I would like invite you all to join me in my travels across the continental US - Los Angeles to New York. It will take place second week of August and will last for 3 weeks (one-way). I will either sell or ship my bike back and fly back to LA. Enjoy the first blog entry! More to come soon

My blog that I created for this trip: Student of the Road

Still needs work and it will be improving throughout the weeks. Feel free to give me any advice on what you'd like to see changed re: the layout.

My first "official" post:

This is where it all began - Joshua Tree on a cold windy night staring aimlessly at the stars. My really good friend Derek and I went on a camping trip to JT back in March and had a blast quoting Jim Carrey in some of his classic movies and being on the other side of the spectrum discussing important topics throughout the night. One of those topics was "what are you going to do make this year an annus mirabilis?

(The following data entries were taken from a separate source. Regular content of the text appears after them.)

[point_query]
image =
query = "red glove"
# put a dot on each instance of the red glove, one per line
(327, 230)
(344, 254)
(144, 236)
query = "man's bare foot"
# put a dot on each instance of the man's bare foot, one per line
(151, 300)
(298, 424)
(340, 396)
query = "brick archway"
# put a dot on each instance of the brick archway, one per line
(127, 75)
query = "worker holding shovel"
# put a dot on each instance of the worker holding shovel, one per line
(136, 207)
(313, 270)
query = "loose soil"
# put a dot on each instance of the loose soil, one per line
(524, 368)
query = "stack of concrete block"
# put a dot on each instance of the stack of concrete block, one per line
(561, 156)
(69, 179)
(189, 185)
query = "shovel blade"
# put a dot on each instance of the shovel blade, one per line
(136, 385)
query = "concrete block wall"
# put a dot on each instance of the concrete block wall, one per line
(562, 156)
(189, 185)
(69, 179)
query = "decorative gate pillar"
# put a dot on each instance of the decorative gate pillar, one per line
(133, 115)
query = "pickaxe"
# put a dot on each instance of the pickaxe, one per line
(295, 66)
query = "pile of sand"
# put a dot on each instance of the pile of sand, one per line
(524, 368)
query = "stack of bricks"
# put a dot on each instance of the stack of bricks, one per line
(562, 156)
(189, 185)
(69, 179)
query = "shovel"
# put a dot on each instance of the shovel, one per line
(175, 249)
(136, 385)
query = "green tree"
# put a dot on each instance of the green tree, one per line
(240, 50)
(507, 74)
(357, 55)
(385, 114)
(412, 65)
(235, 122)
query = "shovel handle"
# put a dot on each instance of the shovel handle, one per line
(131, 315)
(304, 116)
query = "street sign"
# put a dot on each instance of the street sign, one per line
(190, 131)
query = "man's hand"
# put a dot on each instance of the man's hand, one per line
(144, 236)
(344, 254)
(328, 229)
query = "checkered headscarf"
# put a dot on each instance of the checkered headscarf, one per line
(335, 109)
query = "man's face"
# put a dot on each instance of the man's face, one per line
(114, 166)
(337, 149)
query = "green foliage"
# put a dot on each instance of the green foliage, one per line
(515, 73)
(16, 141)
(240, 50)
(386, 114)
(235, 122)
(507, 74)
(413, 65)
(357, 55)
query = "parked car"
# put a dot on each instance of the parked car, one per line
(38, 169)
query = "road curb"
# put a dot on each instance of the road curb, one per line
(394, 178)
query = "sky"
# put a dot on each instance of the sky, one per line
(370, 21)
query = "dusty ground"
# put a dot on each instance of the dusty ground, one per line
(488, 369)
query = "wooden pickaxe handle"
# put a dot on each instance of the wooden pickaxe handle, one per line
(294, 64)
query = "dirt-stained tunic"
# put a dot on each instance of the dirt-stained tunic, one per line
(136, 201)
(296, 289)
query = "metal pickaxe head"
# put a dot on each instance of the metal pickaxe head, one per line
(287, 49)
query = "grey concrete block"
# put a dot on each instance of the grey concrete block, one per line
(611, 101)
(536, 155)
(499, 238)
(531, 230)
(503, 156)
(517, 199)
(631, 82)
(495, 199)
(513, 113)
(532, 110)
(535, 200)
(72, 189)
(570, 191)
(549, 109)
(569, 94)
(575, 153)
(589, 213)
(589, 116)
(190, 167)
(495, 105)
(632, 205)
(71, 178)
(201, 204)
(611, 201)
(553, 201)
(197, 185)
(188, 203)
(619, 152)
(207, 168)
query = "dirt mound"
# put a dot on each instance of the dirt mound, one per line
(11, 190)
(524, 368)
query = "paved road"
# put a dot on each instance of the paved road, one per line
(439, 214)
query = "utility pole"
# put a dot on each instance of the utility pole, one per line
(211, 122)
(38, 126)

Jumping back before this night, I had a strong urge and thirst to do something beyond the typical this year. Something that is frankly beyond and more than my subjective life. I work a Monday through Friday "eight to late" job and didn't want to use my vacation time for... a relaxing vacation. I wanted to go out and experience an adventure that will teach me more than what a margarita and vitamin D would on an exotic beach. Something that would alter my viewpoints, challenge me physically and mentally, and somehow make me a better person by an experience that could potentially last 2-3 weeks. That's some tough shoes to fill which is why it took me so long to figure out what I wanted to do.

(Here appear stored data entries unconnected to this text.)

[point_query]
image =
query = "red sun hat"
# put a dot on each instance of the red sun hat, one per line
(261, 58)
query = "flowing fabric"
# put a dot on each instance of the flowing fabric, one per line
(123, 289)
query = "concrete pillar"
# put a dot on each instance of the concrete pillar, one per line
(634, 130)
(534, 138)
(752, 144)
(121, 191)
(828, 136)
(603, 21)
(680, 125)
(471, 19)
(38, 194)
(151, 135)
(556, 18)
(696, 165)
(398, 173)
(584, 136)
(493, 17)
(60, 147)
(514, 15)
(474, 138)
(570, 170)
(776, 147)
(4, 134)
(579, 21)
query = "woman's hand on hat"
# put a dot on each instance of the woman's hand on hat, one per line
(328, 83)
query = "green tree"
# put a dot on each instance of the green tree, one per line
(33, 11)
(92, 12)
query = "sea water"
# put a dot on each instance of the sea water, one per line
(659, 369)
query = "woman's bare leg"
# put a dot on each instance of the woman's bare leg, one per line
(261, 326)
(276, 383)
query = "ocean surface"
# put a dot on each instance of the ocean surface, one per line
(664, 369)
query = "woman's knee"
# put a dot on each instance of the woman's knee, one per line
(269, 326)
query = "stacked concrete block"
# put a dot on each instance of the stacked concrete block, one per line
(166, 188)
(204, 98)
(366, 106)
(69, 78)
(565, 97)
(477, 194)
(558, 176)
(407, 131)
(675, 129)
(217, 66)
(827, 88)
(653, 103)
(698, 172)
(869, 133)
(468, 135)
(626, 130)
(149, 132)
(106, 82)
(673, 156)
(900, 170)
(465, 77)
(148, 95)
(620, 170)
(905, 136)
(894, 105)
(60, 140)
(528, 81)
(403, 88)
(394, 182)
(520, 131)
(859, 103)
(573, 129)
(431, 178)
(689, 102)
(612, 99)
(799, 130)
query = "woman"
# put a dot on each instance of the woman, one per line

Returning to that night in March when I was explaining my mindset for this year and with the help of Derek, I decided I was going to travel from Los Angeles to New York on a motorcycle. Mind you, I'm an impulsive-juggernaut decision maker. So when I plan to do something, I strive to do it well.

Being at the ripe age of 24 (recently turned 25), I began researching rigorously what this journey would encompass. And with the help of my good friend and colleague, Sam (here he is with his freshly cooked mouthwatering chicken), he made sure I took everything into account and realize the extremity of a trip like this.

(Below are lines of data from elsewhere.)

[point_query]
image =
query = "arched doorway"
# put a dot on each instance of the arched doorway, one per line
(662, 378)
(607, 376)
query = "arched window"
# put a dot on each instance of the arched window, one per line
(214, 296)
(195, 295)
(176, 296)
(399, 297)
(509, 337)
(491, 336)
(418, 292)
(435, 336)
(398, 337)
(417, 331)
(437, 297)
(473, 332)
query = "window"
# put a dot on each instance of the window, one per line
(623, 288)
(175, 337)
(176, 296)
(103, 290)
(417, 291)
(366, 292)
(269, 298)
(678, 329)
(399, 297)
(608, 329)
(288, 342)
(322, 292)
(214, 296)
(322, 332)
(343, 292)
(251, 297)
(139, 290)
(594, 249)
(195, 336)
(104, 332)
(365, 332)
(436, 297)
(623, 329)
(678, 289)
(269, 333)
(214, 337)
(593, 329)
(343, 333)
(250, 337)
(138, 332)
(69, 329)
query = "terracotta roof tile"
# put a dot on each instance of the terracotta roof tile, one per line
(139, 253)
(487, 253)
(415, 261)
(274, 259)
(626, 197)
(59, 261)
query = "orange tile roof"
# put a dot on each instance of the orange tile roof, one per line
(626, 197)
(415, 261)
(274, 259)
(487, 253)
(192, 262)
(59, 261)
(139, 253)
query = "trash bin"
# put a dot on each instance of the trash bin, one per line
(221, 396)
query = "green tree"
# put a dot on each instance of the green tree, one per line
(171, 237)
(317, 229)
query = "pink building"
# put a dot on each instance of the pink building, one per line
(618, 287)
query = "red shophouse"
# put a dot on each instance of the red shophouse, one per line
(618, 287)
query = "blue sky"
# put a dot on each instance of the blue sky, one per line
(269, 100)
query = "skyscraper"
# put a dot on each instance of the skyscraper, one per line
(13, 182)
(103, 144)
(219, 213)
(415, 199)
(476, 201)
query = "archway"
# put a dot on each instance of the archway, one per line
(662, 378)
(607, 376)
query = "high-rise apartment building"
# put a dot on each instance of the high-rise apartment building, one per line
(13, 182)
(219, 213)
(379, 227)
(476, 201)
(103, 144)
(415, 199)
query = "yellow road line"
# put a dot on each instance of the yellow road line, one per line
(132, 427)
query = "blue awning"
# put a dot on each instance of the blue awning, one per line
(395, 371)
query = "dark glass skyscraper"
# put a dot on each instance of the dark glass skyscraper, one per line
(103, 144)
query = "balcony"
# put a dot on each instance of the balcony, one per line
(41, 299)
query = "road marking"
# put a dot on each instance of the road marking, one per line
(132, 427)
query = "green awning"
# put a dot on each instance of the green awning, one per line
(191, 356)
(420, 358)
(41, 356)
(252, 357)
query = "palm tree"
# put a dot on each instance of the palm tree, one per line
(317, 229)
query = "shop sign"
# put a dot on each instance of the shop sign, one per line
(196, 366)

So the easy stuff: I signed up for a MSF class, studied for my written test, and within a week I had my motorcycle license. Before I jump ahead and start discussing motorcycles, I want to thank Sam for all the help and information he provided me throughout my time of research. He opened my eyes to what this really entails and pushed me forward when I was having doubts. Thanks again Koala.

Running parallel to my moto class and studying, I signed up for some motorcycle forums such*as BARF and ADVrider. I made my first post on BARF which you could view New Rider, need advice on getting a bike to ride from west coast to east coast - BARF - Bay Area Riders Forum 243 replies and nearly 5,000 views. Needless to say people had strong opinions about what I was attempting to do. I read every post a few times and I couldn't thank the BARF community enough for enlightening me on the severity of this trek. There were a lot of nay-sayers for good reasons. Disregarding my 4 day trek in Bali on a motorcycle and some dirt bike experience during my adolescents, I had pretty much nothing on my repertoire. So to the one's who said no and still say no, thank you. You made me more aware of the gravity of this trip. Cheers to all of you! With the help of BARF, Sam, ADVrider, motorcycle shops, hour long phone conversations with people from these forums, I had my decision down to a few bikes:

Honda Shadow

Yamaha V-Star

Suzuki V-Strom

Kawasaki KLR650

My initial appetite craved an old school cruiser style and that stuck with me for a few weeks. I searched for cruisers aggressively and apathetically sought for KLRs and V-Stroms. Over the span of a few weeks it dawned on me that I would need something that is built for utilitarian purposes and not just aesthetic appeal. Not doubting that a cruiser wouldn't make it, but my type of riding called for a dual-sport. I concluded that a V-Strom would be my safe bet and with my last name being Storm, I knew I couldn't go wrong. And it was an amusing coincidence.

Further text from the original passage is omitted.